Bracelet with Seated-duck Terminals

  • Iran
  • Persia, Achaemenid period
  • Mid-6th to 4th centuries B.C.
  • Gold, lapis lazuli, turquoise, onyx, rock crystal
  • H-11.7 D-2.4 W-10.5
Catalogue Entry

The jeweler of this bracelet chose ducks as terminal figures and combined them with a rather heavy looking circlet that can be opened. The ducks were fashioned separately, and all the feathers and the eyes were originally characterized by inlays. The ducks' bills are not preserved. The birds are fixed to a single massive tubular circlet, which originally had colored inlays at the junction between the ducks. The use of colored inlays for the details of the feathering is a feature of Egyptianizing tendencies in Achaemenid craftsmanship.1 Though the "Great Kings" are known to have employed Egyptian craftsmen,2 the use of this technique does not necessarily imply that the jeweler was an Egyptian, because the technique was widely used on objects of truly Achaemenid style.

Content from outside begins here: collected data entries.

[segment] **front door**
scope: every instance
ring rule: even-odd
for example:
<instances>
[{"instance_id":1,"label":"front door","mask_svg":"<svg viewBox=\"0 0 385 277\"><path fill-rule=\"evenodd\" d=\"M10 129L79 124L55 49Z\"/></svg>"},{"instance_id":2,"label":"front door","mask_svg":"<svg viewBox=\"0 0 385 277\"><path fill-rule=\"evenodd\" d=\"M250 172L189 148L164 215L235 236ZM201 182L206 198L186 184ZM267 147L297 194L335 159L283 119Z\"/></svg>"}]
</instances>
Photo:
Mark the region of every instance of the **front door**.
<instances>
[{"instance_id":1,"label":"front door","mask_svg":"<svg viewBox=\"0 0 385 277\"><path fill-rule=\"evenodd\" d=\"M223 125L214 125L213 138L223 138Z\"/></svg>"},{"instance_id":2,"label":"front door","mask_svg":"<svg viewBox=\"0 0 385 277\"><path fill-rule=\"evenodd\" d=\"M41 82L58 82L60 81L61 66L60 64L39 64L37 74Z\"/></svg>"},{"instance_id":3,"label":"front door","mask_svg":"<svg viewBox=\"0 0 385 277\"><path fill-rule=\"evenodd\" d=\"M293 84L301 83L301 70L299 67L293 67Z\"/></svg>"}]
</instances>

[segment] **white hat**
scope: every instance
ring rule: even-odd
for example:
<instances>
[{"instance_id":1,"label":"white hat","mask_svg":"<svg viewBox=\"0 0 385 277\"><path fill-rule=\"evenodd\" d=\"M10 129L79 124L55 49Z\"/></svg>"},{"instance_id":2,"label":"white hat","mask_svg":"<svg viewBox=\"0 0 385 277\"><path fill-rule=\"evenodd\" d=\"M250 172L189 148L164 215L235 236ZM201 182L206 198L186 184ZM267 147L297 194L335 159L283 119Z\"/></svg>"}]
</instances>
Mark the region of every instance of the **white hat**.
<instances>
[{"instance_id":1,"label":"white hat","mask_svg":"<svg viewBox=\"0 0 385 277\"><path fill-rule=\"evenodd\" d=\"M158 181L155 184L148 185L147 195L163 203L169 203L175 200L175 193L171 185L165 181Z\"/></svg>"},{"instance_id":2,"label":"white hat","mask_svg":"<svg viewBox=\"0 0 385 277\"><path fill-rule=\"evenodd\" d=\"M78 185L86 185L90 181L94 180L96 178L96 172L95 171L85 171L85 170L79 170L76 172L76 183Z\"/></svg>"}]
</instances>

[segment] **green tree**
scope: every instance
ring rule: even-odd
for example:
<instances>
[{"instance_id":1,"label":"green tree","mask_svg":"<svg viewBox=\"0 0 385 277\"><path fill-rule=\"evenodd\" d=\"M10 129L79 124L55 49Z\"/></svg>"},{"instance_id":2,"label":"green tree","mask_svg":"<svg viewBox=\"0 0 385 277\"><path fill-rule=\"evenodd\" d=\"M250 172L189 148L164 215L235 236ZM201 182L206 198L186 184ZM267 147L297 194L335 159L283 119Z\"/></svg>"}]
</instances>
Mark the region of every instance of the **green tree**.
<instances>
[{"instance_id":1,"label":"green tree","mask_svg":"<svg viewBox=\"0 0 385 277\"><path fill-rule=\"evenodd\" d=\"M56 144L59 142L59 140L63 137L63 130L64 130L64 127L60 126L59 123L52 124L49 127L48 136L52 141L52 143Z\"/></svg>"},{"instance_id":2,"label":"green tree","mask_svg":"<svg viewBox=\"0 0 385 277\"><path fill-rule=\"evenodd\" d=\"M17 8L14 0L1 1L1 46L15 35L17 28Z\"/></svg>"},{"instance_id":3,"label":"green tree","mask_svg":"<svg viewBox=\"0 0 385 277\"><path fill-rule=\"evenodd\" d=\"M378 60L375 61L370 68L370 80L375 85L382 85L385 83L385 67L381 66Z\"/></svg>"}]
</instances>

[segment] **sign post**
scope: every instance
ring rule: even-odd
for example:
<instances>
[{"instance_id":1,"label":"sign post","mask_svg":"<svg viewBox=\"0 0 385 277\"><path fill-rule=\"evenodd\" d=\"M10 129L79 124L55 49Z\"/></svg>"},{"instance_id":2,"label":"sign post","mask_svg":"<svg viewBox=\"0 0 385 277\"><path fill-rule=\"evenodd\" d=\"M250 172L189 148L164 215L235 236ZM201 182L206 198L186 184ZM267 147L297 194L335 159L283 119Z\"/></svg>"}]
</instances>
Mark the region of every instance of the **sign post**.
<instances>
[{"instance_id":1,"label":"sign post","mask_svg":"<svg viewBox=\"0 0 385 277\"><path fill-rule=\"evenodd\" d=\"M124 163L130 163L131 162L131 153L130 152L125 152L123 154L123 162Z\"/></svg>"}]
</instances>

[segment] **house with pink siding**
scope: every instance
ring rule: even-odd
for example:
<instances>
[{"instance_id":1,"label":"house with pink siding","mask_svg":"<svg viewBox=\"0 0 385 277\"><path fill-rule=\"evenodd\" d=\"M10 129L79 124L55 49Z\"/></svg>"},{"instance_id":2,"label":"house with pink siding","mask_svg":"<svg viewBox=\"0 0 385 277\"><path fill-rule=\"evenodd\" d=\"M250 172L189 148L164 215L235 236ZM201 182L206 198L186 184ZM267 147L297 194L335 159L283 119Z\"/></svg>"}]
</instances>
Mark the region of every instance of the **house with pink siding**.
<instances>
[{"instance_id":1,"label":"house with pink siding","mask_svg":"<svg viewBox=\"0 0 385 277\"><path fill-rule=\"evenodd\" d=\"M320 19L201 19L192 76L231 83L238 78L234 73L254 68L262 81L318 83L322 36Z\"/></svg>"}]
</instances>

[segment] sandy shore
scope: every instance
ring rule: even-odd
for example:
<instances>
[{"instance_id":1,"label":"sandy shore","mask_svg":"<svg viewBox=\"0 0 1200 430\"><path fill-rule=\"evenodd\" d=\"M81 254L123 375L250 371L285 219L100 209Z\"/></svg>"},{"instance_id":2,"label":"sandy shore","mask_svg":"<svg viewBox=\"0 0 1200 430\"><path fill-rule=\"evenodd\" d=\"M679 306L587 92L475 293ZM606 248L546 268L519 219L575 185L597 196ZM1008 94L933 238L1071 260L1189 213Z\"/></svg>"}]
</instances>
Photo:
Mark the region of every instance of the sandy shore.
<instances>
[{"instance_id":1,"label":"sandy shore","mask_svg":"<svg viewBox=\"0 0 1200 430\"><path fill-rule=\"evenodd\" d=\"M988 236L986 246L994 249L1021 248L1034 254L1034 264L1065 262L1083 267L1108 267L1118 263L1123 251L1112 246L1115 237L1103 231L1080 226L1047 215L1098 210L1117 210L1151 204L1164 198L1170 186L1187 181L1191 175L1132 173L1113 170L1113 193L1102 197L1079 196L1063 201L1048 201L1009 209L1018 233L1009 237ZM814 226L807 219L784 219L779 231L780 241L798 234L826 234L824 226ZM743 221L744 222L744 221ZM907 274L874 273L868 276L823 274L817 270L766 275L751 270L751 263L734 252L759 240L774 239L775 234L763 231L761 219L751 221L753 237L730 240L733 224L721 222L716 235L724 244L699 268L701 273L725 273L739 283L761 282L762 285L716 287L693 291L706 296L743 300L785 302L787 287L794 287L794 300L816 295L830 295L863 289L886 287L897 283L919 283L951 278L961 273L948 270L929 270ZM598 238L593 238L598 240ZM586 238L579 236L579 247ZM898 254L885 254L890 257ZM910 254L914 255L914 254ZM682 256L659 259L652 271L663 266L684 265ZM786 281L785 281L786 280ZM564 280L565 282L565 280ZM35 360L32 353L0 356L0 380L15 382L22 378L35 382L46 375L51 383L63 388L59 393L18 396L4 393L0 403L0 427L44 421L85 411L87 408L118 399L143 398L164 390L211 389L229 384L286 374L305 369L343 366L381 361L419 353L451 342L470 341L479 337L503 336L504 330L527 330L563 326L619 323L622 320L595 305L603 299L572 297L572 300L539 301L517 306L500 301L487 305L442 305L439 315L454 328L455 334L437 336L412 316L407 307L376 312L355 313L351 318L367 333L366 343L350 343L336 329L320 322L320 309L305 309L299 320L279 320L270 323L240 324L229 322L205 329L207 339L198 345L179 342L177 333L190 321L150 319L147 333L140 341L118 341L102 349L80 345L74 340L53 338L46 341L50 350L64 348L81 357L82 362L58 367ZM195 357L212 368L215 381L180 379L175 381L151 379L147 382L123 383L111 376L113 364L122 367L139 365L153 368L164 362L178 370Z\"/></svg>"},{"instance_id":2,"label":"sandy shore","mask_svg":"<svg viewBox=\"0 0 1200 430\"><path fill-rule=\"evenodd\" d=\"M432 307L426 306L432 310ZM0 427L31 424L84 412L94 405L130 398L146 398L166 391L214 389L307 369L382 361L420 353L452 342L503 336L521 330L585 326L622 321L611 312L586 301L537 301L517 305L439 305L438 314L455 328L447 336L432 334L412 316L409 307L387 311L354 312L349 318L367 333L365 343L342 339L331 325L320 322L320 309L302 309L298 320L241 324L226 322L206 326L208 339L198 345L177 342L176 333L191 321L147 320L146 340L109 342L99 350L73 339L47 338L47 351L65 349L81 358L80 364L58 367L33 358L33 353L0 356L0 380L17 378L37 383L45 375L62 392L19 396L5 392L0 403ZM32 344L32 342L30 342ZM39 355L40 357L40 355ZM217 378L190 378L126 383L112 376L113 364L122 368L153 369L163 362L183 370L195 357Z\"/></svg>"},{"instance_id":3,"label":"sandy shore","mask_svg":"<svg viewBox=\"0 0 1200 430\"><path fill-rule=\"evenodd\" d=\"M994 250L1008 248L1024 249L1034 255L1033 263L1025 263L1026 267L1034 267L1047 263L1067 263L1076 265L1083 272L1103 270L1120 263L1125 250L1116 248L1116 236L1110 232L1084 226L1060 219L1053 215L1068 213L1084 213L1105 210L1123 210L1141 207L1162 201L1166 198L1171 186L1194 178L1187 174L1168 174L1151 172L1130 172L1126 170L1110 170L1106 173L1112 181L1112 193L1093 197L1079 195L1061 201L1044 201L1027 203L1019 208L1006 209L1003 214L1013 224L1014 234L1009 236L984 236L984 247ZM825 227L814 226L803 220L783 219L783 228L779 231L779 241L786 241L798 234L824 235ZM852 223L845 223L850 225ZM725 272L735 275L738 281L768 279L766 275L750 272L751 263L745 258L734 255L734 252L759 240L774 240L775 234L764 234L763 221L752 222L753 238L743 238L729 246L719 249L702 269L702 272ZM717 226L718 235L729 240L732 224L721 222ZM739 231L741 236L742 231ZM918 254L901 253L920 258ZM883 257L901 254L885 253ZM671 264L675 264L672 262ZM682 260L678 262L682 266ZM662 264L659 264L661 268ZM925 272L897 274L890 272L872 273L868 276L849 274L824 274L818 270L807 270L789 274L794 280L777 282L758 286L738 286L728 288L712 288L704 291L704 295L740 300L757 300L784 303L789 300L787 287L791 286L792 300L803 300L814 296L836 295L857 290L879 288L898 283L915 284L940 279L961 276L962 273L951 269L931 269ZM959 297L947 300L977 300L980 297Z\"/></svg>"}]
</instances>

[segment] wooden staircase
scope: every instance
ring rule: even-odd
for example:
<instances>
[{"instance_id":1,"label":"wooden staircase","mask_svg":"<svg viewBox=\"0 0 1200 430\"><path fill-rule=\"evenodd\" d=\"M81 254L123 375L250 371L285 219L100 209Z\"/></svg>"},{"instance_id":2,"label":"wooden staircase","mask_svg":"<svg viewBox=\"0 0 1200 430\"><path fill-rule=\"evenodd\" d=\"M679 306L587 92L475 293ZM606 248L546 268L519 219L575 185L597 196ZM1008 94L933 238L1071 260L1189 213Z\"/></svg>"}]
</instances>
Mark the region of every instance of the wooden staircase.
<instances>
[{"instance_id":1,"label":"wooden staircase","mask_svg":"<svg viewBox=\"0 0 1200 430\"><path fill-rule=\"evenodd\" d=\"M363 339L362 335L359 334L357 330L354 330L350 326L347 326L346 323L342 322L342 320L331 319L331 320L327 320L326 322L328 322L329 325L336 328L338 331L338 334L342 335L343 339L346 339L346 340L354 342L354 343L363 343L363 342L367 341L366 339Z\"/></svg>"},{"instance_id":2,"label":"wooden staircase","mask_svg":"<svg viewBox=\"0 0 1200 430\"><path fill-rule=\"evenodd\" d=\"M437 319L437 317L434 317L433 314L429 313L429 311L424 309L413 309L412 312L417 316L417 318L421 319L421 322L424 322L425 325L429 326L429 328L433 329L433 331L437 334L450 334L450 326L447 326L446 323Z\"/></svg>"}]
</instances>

The choice of animal is interesting as ducks are rare among the animals on Achaemenid bracelets or torques (see cat. nos. 38, 41). It should be noted that this rather exceptional motif was used on no less than three bracelets now in the Shumei collection (also cat. no. 41, SF000) and that all of these pieces have a rather sturdy appearance, whereas Achaemenid jewelers usually preferred a much more slender concept. All these aspects add up to a highly remarkable picture that considerably widens our conception of Near Eastern jewelry.3

Although details like the turned-back heads of the birds or the depiction of complete animals instead of simply heads or protomes (foreparts) reflect Achaemenid conventions,4 the rather naturalistic articulation and coloration of the feathering is definitely not in keeping with the ornamental standards of Achaemenid art.5 Exceptions are always possible, but it should be noted that the idea of parting the bracelet vertically between the sitting birds is reminiscent of second-century B.C. Hellenistic bracelets fashioned in truly Greek style.6 This piece may suggest that the Hellenistic concept could have been derived from much older Achaemenid prototypes, but it seems not entirely impossible that this and the following bracelet (cat. no. 41) actually belong to a group of Achaemenizing objects that draw heavily on Achaemenid conventions but were manufactured after the breakdown of the Achaemenid Empire.7
MP


1. See cat. no. 38, n.6.
2. See cat. no. 38, n.5.
3. For chronological options see also the entry for cat. no. 41.
4. For the turning of the heads, compare, for example, animals on Achaemenid vessels: Amandry 1959, pp. 38-56, pls. 20.1-.4; 21.1-.2; 22.1; 23; Pfrommer 1990a, pp. 198, pls. 36, 40, 41.1, 44.
5. This aspect was already noted by K. Benzel in Metropolitan Museum 1996, p. 54.
6. See Amandry 1953, pp. 113-16, nos. 253, 254, fig. 69, pls. 44, 45; Pfrommer 1990b, pp. 107, 112, TA 12, 13, 109, figs. 16.33, 53.
7. For Achaemenizing art produced three centuries after Alexander the Great see Pfrommer 1996.